In our previous analysis, we delved into the relationship between education levels and hourly earnings, focusing on a single categorical variable, which was education level. Now, let’s take our analysis a step further by considering the influence of not just one, but two categorical variables. Specifically, we aim to understand how both education level and gender collectively impact the mean hourly wages of individuals.

```
# Step 1: Prepare the data
grouped_data <- data %>%
# Remove missing values
drop_na(earnhr, edlevel3, gender_r) %>%
# Filter data for the Netherlands and remove earnings outliers
filter(cntryid == "Netherlands",
earnhr > quantile(earnhr, 0.01) &
earnhr < quantile(earnhr, 0.99)) %>%
group_by(edlevel3) %>%
# Prepare variables
mutate(
earnhr = as.numeric(earnhr),
edlevel3 = factor(edlevel3, levels = c("Low", "Medium", "High")),
gender_r = factor(gender_r, levels = c("Female", "Male")))
# Step 2: Perform statistical tests and adjust p-values
res.stats <- grouped_data %>%
group_by(edlevel3) %>% # Grouping the data by education level ('edlevel3'), This step allows us to analyze each education level separately.
t_test(earnhr ~ gender_r) %>% # Next, we conduct a t-test comparing hourly earnings ('earnhr') between different genders ('gender_r'), within each education level.
adjust_pvalue() %>% # After obtaining the test results, we adjust the p-values to account for multiple comparisons
add_significance() # add significance labels to the results to visually indicate which comparisons are statistically significant.
# Step 3: Create a stacked bar plot with error bars
p <- ggbarplot(
grouped_data, x = "edlevel3", y = "earnhr", add = "mean_se",
fill = "gender_r", error.plot = "errorbar", position = position_dodge())
# Step 4: Add p-values to the bar plot
p + stat_pvalue_manual(
res.stats,
x = "edlevel3",
position = position_dodge(0.9),
y.position = c(24, 28, 32),
label = "p"
) +
# Theme settings (hidden for simplicity)
# ... (theme settings here)
ggsave("my_plot.png", plot = p)
```

This article explores the integration of R packages, `ggpubr`

and `rstatix`

, to blend statistical analysis with data visualization. These combination of packages are builiding on the `ggplot2`

syntax, assuring visualizations are created within a familiar syntax.
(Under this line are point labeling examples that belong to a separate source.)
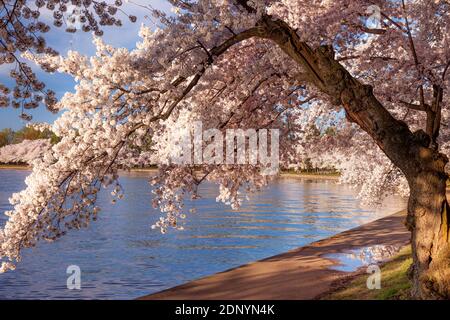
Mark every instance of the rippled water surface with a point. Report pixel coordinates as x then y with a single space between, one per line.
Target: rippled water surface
120 257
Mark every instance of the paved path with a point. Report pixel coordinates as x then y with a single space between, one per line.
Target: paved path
302 273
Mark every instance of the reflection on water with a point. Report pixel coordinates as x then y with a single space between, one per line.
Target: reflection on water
121 257
352 260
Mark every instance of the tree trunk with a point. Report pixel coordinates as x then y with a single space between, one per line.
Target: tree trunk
428 220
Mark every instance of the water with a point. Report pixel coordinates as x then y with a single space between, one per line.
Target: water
120 257
362 257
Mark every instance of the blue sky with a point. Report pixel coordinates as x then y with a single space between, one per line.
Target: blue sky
125 36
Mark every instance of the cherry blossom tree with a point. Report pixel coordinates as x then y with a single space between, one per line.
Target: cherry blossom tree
374 71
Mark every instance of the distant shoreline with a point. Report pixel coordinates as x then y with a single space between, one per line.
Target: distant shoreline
303 175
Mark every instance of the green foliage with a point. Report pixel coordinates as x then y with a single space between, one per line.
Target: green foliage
8 136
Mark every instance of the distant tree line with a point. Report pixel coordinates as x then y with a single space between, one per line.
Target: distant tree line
9 136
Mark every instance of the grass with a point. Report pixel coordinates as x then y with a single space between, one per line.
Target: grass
395 284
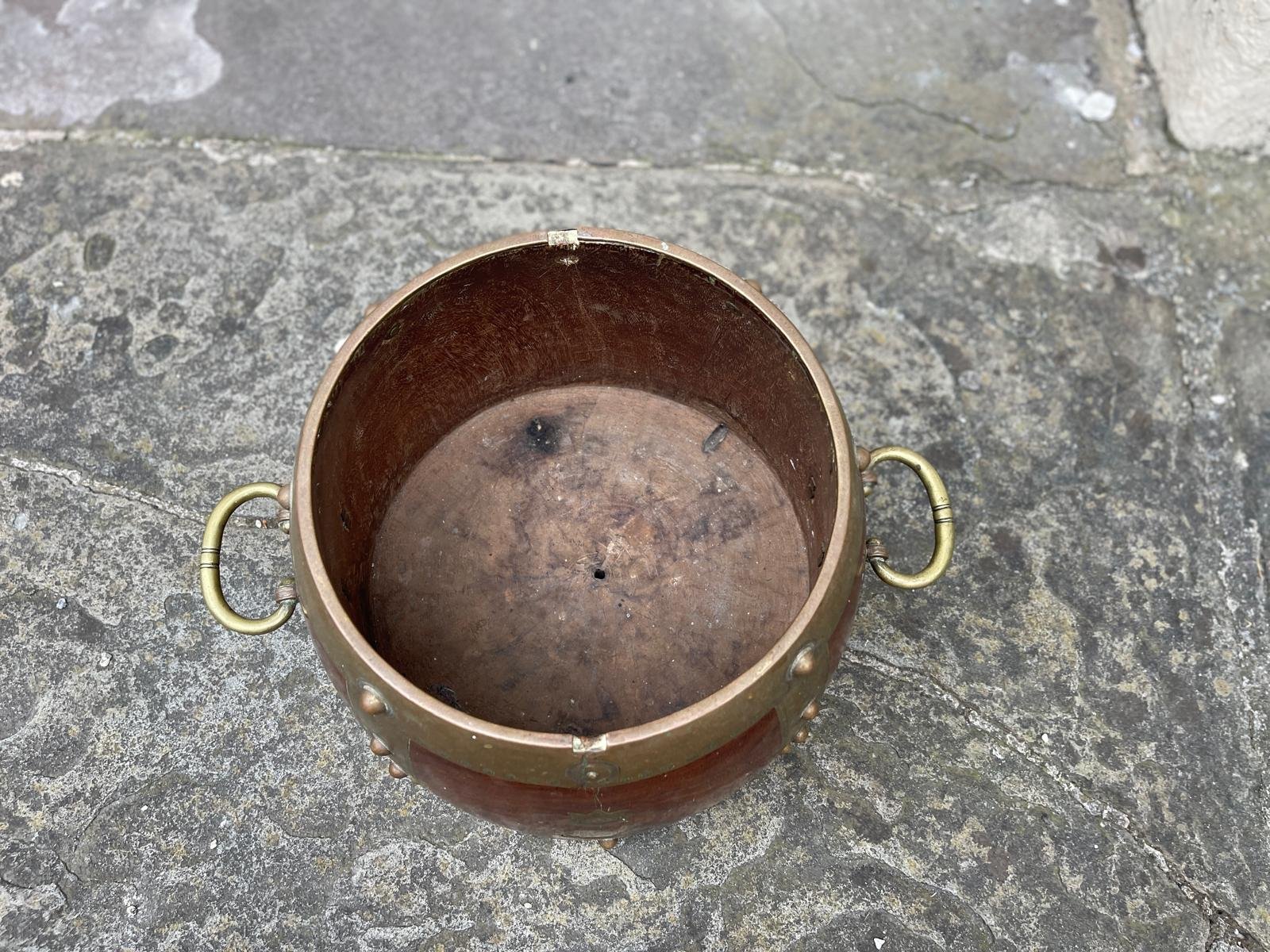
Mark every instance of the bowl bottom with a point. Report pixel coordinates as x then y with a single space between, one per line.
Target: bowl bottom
584 559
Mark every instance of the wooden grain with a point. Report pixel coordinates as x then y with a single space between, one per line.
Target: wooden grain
583 559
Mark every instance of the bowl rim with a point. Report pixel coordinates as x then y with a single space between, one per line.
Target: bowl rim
836 571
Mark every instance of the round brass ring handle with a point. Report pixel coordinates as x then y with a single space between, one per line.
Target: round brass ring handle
941 511
210 565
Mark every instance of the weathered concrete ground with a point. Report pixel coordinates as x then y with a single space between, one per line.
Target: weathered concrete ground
1062 746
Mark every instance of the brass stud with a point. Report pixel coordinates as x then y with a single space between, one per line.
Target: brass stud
371 701
804 663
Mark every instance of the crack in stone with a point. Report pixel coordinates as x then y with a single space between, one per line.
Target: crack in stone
82 480
899 103
1222 924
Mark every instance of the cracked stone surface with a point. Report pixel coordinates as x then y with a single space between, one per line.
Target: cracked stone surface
1062 746
921 86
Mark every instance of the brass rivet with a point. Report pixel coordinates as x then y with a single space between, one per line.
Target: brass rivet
371 702
804 663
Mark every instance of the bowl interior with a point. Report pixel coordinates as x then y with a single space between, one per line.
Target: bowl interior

- It covers all the steps, from data preparation and package installation to conducting statistical tests and creating academic publication-quality bar plots.
- The process involves loading data, cleaning it, and performing tests using
`compare_means()`

from`rstatix`

. Then, an example of`ggbarplot()`

from`ggpubr`

is employed to create bar plots. To enhance the plots, statistical significance is added with`stat_p_value()`

. - An advanced case considers the influence of
**multiple categorical variables**on mean hourly wages.

This guide empowers users to produce informative and visually appealing charts in R.